1946年7月4日、ロン・コヴィックは、アメリカの独立記念日に生をうける。高校生活も終わりに近づいたある日、ロンは学校にやってきた海兵隊の特務曹長の言葉に感銘を受ける。
1964年9月、ロンは海兵隊への入隊のため故郷をあとにした。
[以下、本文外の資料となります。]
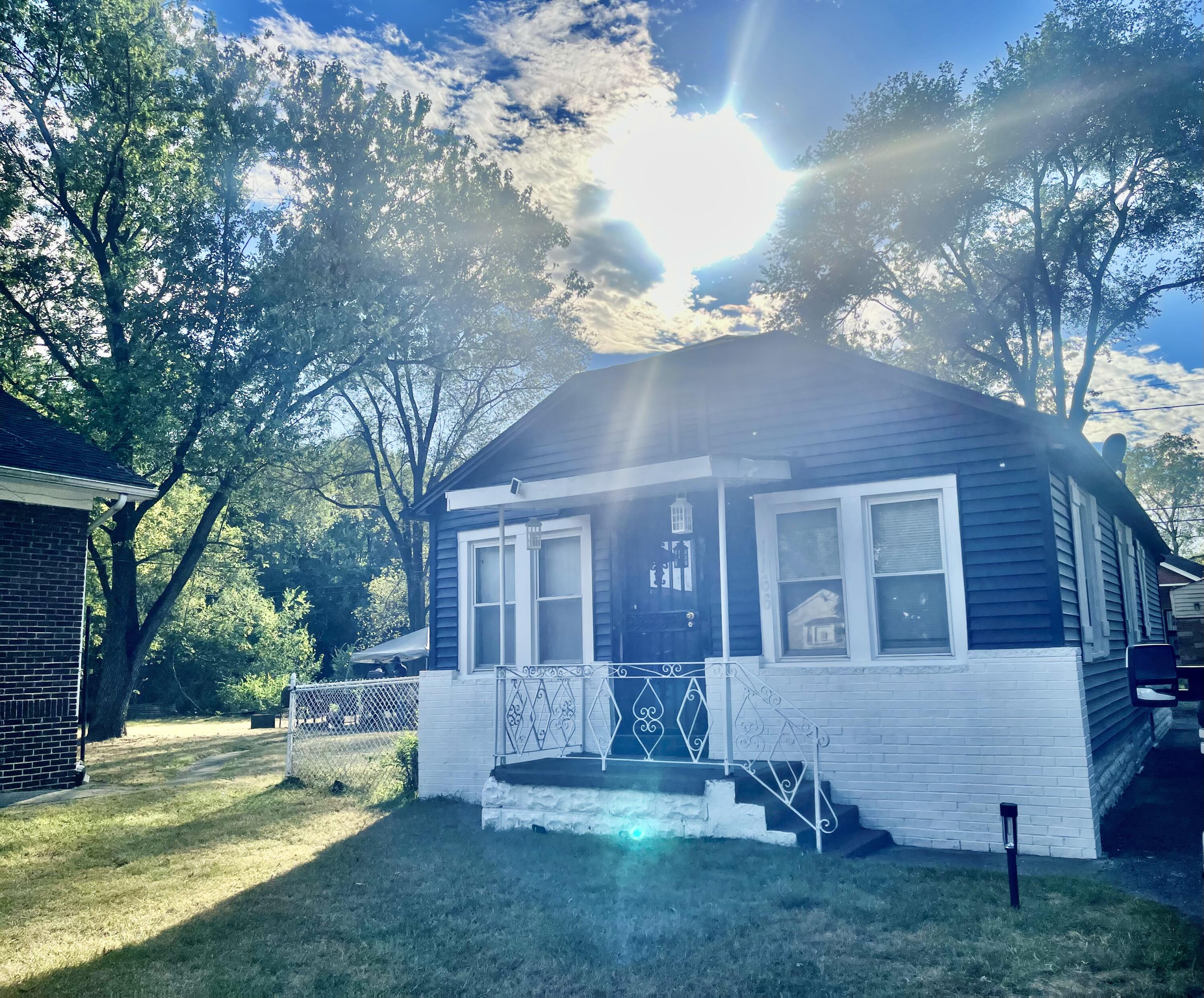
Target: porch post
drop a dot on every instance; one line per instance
(501, 585)
(725, 626)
そして、13週間の訓練を終えると、ベトナム戦争の真っ只中に身を投じるのであった。
1968年1月、戦争の行方は一段と混迷を深め、ロンも遂に敵の銃弾に倒れ、下半身不随の重傷を負ってしまう・・・。

原作者ロン・コヴィックの実話小説をもとに、オリヴァー・ストーン監督がベトナム後遺症問題を描いた作品。
ロン役のトム・クルーズが、肉体的にも精神的にも大きな傷を負った、ベトナム帰還兵を熱演している。
また、ストーン監督の「プラトーン」に出演していたトム・べレンジャーとウィレム・デフォーが、それぞれ重要な役で出演している。

ストーン監督によれば、このロン役をトム・クルーズの方から切望してきたという。ハリウッドのスター俳優の起用は、普段このような映画を観ない若者が、劇場に足を運ぶきっかけになったであろう。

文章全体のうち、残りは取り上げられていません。